James Levine is about the only carry-over from that production. He thrives on good casts, molding the music to that specific one. He held his own handsomely, but his cast was well below form.
Teresa Zylis-Gara has never had her finest Met moments in Puccini, try as she will. She did not display the personality to make much of Puccini's Manon, or the stylistic facility to make the vocal line melt and caress. Giuliano Ciannella lacked the vocal weight to cope with Des Grieux. Too often the tenor, in his first assumption of a major role at the Met, sang his high notes very sharp of pitch, and seemed to tire well before the evening was over.
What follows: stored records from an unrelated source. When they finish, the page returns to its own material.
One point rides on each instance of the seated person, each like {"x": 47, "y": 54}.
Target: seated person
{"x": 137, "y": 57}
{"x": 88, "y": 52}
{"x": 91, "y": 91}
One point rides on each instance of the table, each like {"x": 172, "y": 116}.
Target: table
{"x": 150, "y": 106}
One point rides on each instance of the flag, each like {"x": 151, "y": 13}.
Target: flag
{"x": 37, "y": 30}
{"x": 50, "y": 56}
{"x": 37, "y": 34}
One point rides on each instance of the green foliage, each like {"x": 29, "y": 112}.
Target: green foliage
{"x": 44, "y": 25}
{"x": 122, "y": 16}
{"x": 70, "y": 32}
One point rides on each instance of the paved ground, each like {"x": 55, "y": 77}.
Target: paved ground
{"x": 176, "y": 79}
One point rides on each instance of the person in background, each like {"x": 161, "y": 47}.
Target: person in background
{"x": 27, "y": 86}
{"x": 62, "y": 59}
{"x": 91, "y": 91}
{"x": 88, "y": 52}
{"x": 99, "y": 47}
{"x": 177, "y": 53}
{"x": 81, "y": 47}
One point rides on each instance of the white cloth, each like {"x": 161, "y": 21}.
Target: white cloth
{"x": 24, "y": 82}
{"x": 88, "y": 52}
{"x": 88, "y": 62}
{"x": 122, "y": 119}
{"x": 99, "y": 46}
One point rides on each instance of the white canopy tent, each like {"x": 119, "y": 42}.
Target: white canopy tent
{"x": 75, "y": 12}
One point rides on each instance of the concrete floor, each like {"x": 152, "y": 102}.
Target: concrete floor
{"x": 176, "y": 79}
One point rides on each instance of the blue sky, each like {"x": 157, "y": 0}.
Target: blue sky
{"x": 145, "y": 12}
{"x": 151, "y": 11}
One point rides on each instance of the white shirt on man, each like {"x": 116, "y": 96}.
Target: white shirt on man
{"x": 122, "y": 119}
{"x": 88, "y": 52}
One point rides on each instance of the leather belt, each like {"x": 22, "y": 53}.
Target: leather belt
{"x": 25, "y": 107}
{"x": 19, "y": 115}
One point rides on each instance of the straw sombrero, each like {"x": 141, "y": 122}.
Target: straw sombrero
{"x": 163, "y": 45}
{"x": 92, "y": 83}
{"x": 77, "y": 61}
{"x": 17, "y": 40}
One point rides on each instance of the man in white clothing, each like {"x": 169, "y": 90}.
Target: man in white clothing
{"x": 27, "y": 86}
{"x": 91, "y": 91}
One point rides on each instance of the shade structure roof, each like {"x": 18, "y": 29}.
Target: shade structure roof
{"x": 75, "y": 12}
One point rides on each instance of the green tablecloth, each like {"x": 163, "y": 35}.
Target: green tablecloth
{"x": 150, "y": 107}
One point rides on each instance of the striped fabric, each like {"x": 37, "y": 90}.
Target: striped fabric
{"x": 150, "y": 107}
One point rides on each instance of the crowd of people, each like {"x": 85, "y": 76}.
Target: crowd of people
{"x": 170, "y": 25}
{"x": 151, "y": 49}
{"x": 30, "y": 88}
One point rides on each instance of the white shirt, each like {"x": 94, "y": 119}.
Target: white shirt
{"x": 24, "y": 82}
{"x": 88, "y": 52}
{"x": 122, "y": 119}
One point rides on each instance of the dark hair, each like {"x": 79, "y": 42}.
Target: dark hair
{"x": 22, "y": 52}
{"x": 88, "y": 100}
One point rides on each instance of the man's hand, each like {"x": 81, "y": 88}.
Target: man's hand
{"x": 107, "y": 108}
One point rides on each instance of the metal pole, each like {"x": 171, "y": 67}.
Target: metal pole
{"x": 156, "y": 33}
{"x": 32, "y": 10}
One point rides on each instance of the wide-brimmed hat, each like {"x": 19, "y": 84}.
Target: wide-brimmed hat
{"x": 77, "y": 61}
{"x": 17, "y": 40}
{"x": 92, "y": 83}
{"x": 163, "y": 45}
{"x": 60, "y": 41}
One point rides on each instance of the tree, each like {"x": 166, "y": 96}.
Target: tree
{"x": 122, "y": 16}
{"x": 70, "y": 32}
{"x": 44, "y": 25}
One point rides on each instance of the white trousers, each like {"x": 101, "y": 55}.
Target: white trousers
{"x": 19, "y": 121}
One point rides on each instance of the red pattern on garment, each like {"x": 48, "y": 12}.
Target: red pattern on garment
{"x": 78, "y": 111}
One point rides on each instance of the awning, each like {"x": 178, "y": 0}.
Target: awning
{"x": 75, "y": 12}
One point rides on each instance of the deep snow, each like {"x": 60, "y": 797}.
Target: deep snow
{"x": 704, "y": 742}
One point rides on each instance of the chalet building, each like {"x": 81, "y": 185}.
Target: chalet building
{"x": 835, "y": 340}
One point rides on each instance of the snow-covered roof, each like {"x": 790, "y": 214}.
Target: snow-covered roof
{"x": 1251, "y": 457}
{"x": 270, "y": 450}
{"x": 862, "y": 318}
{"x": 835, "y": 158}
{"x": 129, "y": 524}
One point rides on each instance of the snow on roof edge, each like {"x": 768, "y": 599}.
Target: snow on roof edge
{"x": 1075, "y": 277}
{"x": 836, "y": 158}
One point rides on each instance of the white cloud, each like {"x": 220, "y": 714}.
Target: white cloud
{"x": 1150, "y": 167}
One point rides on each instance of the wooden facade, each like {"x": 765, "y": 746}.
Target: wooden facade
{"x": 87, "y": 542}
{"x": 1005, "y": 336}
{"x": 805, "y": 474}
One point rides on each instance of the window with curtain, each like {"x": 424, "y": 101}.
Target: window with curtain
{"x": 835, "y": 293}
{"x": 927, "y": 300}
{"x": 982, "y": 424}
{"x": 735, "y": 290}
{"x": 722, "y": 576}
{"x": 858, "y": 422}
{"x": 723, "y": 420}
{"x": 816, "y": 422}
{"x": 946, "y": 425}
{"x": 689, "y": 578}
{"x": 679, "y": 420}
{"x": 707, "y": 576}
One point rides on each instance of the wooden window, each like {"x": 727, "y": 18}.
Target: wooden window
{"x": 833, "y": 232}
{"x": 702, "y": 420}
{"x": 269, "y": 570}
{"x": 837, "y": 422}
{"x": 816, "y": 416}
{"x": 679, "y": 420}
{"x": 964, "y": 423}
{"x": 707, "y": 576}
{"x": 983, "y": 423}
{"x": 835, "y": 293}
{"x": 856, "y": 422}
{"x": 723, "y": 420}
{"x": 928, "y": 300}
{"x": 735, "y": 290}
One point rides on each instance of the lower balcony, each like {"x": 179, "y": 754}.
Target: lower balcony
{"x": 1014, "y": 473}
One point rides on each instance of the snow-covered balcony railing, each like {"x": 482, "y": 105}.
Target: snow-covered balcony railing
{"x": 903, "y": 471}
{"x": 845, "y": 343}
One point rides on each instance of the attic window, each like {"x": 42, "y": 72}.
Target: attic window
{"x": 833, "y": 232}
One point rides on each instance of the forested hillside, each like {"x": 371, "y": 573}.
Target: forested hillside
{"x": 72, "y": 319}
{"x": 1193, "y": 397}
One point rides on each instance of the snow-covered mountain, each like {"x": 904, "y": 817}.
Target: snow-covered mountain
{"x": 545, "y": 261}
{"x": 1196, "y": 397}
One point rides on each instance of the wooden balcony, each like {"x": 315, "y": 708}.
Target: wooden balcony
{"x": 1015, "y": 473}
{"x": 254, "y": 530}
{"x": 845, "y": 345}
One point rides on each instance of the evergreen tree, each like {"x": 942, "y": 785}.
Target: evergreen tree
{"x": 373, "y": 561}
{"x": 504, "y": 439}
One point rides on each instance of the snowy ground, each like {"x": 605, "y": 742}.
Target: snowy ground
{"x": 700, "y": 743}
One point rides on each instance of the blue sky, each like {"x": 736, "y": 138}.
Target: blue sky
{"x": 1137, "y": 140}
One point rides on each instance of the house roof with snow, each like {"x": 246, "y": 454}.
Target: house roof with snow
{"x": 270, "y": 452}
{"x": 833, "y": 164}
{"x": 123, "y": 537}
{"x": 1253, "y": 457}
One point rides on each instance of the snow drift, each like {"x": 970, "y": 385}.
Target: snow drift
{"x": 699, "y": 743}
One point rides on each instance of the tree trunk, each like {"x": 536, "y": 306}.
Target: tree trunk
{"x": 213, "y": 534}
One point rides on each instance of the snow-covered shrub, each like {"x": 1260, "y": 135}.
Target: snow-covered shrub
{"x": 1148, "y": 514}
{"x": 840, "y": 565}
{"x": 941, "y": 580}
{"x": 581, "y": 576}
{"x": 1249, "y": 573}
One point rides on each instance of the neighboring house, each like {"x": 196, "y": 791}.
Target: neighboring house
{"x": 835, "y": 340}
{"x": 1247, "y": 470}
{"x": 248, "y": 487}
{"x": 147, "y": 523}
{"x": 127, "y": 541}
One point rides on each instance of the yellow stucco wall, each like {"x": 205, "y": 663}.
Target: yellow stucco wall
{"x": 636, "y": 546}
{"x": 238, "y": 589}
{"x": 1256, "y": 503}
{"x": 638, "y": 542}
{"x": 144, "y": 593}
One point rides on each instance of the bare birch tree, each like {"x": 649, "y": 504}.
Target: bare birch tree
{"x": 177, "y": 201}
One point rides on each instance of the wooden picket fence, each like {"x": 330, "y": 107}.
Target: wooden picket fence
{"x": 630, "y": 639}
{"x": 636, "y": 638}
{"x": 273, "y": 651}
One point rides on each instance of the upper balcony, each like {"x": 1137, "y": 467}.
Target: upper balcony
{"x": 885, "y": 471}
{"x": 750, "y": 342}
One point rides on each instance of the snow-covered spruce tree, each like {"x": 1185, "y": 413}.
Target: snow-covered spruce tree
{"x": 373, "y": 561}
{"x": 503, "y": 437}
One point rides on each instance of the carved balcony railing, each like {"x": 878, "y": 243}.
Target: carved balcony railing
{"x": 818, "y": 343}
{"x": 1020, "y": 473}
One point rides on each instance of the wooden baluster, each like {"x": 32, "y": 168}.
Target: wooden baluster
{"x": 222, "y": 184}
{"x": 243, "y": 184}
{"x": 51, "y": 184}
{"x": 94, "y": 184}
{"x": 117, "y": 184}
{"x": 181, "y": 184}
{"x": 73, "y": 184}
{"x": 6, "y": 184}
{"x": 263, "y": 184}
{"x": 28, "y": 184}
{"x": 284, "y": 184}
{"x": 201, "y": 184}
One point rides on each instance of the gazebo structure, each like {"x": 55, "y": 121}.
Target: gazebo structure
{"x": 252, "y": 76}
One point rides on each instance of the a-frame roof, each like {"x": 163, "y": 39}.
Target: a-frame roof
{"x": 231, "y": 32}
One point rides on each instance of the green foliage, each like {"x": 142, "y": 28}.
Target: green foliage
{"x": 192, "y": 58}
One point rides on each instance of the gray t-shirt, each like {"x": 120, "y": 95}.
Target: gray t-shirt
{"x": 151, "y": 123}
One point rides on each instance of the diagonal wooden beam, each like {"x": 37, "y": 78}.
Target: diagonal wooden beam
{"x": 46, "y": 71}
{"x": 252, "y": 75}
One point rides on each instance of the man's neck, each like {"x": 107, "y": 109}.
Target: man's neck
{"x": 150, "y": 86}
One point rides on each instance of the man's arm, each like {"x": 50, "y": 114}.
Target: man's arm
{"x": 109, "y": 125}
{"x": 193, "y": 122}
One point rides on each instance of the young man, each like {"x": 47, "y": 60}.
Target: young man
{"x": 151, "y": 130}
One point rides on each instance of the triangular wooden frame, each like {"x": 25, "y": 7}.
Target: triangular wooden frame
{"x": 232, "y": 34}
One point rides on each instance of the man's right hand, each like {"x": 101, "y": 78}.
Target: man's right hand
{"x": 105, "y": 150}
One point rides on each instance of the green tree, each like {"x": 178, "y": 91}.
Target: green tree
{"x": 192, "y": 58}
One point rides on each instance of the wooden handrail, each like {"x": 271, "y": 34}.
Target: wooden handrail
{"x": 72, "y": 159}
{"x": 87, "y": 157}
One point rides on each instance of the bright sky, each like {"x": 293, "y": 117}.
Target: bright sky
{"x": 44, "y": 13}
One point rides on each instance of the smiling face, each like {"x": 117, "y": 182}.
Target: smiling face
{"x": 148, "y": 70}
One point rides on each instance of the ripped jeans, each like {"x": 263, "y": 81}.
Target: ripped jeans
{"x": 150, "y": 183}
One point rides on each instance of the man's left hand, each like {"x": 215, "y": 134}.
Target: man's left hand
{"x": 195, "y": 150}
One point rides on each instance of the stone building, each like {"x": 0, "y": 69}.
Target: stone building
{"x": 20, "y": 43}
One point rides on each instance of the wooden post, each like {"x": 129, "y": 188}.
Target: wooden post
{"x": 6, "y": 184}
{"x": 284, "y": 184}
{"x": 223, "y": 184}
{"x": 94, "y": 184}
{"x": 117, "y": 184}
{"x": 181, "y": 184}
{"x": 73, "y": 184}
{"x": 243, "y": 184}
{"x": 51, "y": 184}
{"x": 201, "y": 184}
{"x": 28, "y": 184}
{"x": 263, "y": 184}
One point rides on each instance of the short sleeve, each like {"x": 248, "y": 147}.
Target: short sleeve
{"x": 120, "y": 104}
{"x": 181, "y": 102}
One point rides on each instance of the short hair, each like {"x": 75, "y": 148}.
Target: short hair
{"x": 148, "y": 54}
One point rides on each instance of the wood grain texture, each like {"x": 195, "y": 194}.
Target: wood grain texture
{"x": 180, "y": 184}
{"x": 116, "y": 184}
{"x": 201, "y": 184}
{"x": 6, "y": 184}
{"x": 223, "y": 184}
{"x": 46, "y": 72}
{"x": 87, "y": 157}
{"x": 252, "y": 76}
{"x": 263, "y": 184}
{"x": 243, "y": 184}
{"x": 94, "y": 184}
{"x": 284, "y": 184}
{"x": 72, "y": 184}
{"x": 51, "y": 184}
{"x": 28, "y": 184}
Pablo Elvira repeated his suave, his small-scaled Lescaut, and Renato Capecchi remained a well-characterized Geronte. The sets retain their impact, but details of Gian-Carlo Menotti's staging have already gone by the wayside.
And gone by the wayside is any semblance of a solid production in Strauss' "Salome." It is unsightly, and, as seen with the second cast of the season, bears slender resemblance at times to Strauss' opera. Nonetheless, some performances of opera go so far off the mark that they take on a gripping fascination of their own. Such was the case here.
Grace Bumbry no longer bothers to suggest the young, innocent Salome, rather the grand prima donna, offering a splendidly insular, impulsive performance in which anything she felt like doing, she did! Vocally, she was in generous form despite a few erratic high notes, and that was a great plus.
Robert Nagy, the Herod, had strong ideas about the role, which he elaborated with some tough-to-listen-to vocalizing. Gwynn Cornell was a subdued Herodias. Bernd Weikl remains one of the finest Jochanans around --superbly vocalized and strongly acted.